Interesting. SQLite is awesome. I did something similar recently, a block store ...

abetlen · on Dec 26, 2020

The issue I found with WITH RECURSIVE queries is that they're incredibly inefficient for anything but trees. I've looked around and there doesn't seem to be any way to store a global list of visited nodes. This means that when performing a traversal of the graph the recursive query will follow all paths between two nodes.

hansvm · on Dec 27, 2020

I'm pretty sure you could also maintain a temp table and use some kind of "insert...where...returning" construct to squeeze that into a recursive query.

At a moderate overhead you could also definitely return all seen nodes and a flag to identify them as such as part of your intermediate data at each recursive step.

The postgres query optimizer struggles with recursive queries even when well suited to the problem though. Are they actually efficient in sqlite even for trees?

rklaehn · on Dec 27, 2020

I would say they are reasonably efficient.

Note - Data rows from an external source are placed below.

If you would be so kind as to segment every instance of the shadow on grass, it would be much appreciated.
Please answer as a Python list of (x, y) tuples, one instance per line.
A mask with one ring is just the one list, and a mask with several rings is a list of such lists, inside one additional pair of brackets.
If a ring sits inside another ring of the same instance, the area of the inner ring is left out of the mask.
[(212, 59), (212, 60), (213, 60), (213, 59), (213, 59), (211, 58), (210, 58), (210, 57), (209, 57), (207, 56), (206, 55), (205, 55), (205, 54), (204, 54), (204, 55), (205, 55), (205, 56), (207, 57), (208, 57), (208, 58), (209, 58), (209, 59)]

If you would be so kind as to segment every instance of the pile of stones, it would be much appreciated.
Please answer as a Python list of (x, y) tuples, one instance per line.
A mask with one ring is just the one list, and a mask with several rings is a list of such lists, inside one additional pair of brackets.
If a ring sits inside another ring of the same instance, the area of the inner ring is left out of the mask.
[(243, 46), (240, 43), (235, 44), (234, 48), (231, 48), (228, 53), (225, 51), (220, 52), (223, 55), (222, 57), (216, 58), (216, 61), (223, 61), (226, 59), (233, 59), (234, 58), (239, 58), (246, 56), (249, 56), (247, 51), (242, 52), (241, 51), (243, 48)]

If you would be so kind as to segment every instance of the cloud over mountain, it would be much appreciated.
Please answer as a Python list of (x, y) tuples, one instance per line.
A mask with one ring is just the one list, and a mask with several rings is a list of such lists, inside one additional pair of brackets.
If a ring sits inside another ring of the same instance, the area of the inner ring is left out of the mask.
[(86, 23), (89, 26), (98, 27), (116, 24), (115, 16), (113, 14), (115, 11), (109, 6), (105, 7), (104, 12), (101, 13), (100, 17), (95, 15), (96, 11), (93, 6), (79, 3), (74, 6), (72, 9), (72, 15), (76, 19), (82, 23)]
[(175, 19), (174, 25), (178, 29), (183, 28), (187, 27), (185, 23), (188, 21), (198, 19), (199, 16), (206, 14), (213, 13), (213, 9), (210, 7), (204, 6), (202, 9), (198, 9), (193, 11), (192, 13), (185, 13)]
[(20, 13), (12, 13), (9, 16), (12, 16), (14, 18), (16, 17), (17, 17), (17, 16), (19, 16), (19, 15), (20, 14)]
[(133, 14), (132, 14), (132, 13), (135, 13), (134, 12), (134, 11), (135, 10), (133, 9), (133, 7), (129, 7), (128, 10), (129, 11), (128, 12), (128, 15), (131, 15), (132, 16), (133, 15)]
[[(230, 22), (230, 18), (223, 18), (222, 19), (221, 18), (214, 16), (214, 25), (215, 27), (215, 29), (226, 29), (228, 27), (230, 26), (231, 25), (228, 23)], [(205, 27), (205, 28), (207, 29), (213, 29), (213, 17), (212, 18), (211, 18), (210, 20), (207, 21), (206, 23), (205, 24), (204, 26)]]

Of course many orders of magnitude slower than keeping it all in in memory maps and doing the traversal there, but fast enough to not be a limiting factor.

Traversing a medium depth DAG with a million nodes to find orphaned nodes takes less than a second on average hardware.

One thing to be aware of is that SQLite has lots of tuning options, and they are all set to very conservative values by default.

E.g. the default journal mode is FULL, which means that it will flush all the way to disk after each write. The default cache size is tiny.

With a bit of tuning you can get quite decent performance out of SQLite while still having full ACID guarantees, or very good performance for cases where you can compromise on the ACID stuff.

I have not yet found a situation where nosql databases like leveldb offer an orders of magnitude advantage over SQLite, and SQLite is so much more powerful and robust...

https://danluu.com/file-consistency/

hansvm · on Dec 27, 2020

> Traversing a medium depth DAG with a million nodes to find orphaned nodes takes less than a second on average hardware.

Unless you have an abnormally high edge count that sounds super slow to me. Even accounting for metadata overhead and disk page slop you're only reading and processing tens of megabytes, and every algorithm in sight is linear. I'd be surprised if you couldn't get a 2-5x speedup by reading the whole table to RAM in your favorite compiled/jitted language and just traversing it there.

> I have not yet found a situation where nosql databases like leveldb offer an orders of magnitude advantage over SQLite, and SQLite is so much more powerful and robust...

I have no skin in that game, but would some of the nosql solutions not perform significantly better under heavily concurrent insertions and the other workloads they were designed for?

abetlen · on Dec 28, 2020

> I'm pretty sure you could also maintain a temp table and use some kind of "insert...where...returning" construct to squeeze that into a recursive query.

I'm not sure if this is possible in SQLite, as far as I know the WITH clause is limited to SELECT statements.

> Are they actually efficient in sqlite even for trees?

Recursive common table expressions work by adding returned rows to a queue and then performing the recursive select statement independently on each row in the queue until it's empty.

You can use WITH RECURSIVE to traverse a tree by adding the root node to the queue and recursively visiting adjacent rows until the queue is empty. This works correctly and quickly because trees have only a single path between nodes. If you try the same query on a DAG though it will return every path to a given node, you then have to perform a GROUP BY to find the shortest path outside of the recursive query. In the worst case, if you have a graph with many paths between nodes, this method is exponentially slower than a standard BFS.